The following controls can help detect a cyber security incident:
- Data Leakage Prevention, Network and User Behaviour Analysis and Security information and Event Management systems – these coupled with adequate monitoring should detect an unusual event such as a breach, alerting Analysts or ideally triggering automated preventive steps to stop the data leakage
- Regular Penetration Testing and Vulnerability Scanning – this will allow you to detect vulnerabilities in your environment before hackers do and exploit them.
Respond and Recover
The following controls can help with a quicker response, thus limiting damage:
- Automated Incident Response – Data Leakage Prevention, Network and User Behaviour Analysis and Security information and Event Management systems can be configured to automatically respond to a security incident and shut it down before too much damage is done. However, the risk of false positives and legitimate access being terminated is a factor to consider
- Breach Response – following an Incident Response Plan to manually contain a breach and notify the affected parties. If damage is done, as in the case of ransomware attacks, then using the Disaster Recovery Plan to expeditiously recover and restore systems.
Policy and Process
The following policy controls can provide the foundations of good security practices:
- Change Control Policy – ensuring adequate change control processes are in place to prevent risky or unauthorised changes being made
- Secure Development Policy – a policy that outlines the requirements of secure coding. This will ensure applications are developed securely and the development environment is secured appropriately
- Overall Security Policy, Specific Policies (e.g. Encryption Policy, Email and Web Security Policy, etc.) and Associated Security Architecture – a holistic view of how the entire environment should be secured along with a reference architecture that dictates what controls must be in place to mitigate threats to an acceptable level
- Incident Response Plan and Disaster Recovery Plan – as covered in “Breach Response” above.
Call to Action
Testing an IT environment for security is like testing the condition of a car before buying it. You will test drive it to see whether it runs as intended on the road. You will also get a mechanic to look under the bonnet to ensure all components are in place and operating as intended.
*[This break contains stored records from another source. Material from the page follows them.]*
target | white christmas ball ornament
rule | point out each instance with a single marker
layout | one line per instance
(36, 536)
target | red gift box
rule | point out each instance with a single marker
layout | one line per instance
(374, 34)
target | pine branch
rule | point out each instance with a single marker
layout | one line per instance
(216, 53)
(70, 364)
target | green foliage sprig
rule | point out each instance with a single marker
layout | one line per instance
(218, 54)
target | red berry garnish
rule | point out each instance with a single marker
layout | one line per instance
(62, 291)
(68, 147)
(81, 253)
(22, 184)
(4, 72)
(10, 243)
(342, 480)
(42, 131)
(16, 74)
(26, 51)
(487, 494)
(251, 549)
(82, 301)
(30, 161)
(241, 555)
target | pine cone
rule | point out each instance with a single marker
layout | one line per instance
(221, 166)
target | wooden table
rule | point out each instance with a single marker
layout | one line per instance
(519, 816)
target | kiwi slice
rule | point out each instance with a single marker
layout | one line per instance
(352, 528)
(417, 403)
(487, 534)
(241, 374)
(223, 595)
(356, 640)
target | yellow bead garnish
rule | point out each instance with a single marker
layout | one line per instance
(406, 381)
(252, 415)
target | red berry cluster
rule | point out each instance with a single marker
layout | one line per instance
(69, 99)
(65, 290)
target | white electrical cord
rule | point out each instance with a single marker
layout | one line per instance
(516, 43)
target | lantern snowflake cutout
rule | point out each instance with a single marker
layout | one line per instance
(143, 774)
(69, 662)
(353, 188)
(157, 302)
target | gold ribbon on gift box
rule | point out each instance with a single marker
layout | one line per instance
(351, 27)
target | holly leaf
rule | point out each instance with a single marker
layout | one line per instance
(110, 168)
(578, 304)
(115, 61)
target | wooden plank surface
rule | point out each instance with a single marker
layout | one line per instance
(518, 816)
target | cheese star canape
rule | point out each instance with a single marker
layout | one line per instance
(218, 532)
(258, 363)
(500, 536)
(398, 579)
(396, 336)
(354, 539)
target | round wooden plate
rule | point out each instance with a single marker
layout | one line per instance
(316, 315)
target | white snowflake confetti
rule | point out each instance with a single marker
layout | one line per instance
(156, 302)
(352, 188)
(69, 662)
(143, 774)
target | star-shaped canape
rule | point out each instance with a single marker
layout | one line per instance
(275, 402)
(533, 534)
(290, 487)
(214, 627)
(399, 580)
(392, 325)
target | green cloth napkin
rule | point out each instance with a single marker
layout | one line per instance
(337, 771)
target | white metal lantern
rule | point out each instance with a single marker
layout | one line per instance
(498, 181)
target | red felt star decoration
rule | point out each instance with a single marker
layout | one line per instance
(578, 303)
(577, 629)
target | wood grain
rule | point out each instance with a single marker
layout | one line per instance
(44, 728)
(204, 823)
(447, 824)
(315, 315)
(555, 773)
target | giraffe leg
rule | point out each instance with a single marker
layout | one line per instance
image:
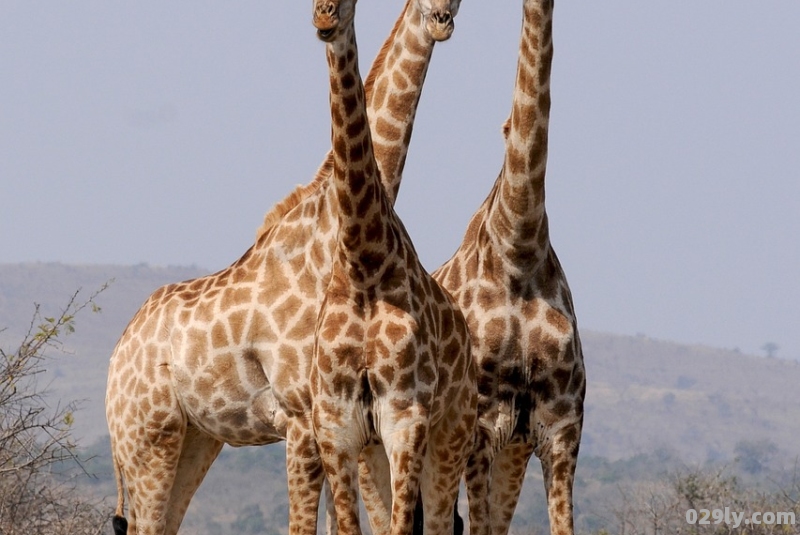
(559, 461)
(376, 490)
(149, 472)
(405, 450)
(508, 475)
(451, 440)
(339, 452)
(198, 452)
(477, 476)
(304, 476)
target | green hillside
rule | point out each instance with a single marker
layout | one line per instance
(652, 406)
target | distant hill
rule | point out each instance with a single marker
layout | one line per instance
(642, 394)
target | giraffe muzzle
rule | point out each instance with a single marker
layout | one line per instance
(326, 20)
(441, 25)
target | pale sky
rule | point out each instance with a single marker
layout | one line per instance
(161, 132)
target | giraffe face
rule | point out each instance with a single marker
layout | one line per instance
(439, 16)
(330, 15)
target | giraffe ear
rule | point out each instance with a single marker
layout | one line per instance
(506, 128)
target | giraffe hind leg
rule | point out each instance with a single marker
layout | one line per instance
(450, 442)
(558, 467)
(198, 452)
(508, 475)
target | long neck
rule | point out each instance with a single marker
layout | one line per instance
(362, 204)
(517, 218)
(393, 87)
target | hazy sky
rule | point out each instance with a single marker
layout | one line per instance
(161, 132)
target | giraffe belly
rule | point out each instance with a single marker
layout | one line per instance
(231, 410)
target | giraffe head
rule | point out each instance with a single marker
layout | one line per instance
(439, 16)
(331, 15)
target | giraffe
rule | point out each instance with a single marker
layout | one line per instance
(512, 289)
(224, 358)
(391, 357)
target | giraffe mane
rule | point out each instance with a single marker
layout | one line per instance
(283, 207)
(380, 59)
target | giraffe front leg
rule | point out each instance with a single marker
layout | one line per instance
(374, 477)
(339, 451)
(477, 476)
(304, 476)
(559, 461)
(508, 475)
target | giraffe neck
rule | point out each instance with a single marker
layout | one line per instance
(517, 217)
(394, 87)
(361, 202)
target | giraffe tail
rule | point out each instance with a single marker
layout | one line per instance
(118, 522)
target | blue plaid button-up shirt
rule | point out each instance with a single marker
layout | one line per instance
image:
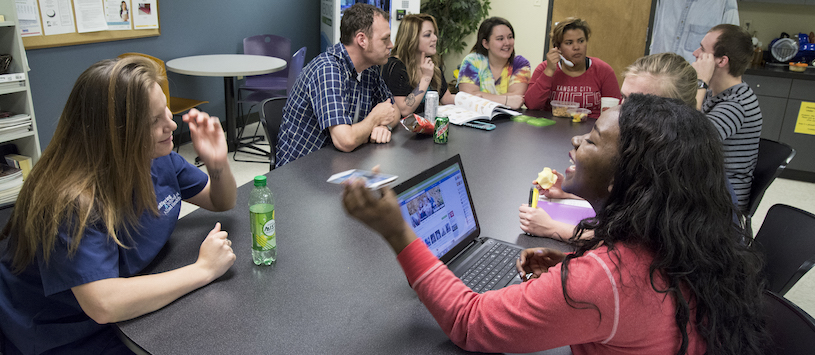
(326, 94)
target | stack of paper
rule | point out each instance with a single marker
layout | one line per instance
(11, 181)
(14, 124)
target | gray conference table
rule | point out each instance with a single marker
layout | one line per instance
(336, 286)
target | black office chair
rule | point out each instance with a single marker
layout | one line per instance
(271, 116)
(773, 157)
(787, 239)
(791, 330)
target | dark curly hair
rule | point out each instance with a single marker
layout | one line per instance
(669, 196)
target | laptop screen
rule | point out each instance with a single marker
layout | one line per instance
(436, 204)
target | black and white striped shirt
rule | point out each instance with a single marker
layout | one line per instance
(737, 117)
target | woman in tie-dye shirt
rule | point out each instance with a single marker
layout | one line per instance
(492, 70)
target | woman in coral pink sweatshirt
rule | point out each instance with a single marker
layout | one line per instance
(663, 273)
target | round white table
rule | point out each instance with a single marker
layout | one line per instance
(227, 66)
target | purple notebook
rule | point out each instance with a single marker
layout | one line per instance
(566, 213)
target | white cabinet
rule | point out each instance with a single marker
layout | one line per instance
(15, 92)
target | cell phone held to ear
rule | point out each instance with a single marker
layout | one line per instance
(372, 180)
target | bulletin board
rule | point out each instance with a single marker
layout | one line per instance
(44, 40)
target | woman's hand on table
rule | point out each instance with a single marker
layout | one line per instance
(536, 261)
(515, 101)
(207, 136)
(380, 134)
(381, 214)
(216, 254)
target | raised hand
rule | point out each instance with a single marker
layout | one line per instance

The same concepts apply to keeping an IT environment secure:
- Regular Penetration Testing and Vulnerability Scanning – this is like the test drive. This will allow you to see what a hacker will see and address any issues prior to a hacker being able to exploit them. That is road testing your IT environment to ensure it is ‘internet ready’
- Assessment Against a Standard – An assessment against a standard such as NIST-CSF will reveal any vulnerabilities in your environment which you can address prior to it being exploited. This is akin to getting a mechanic to look under the bonnet.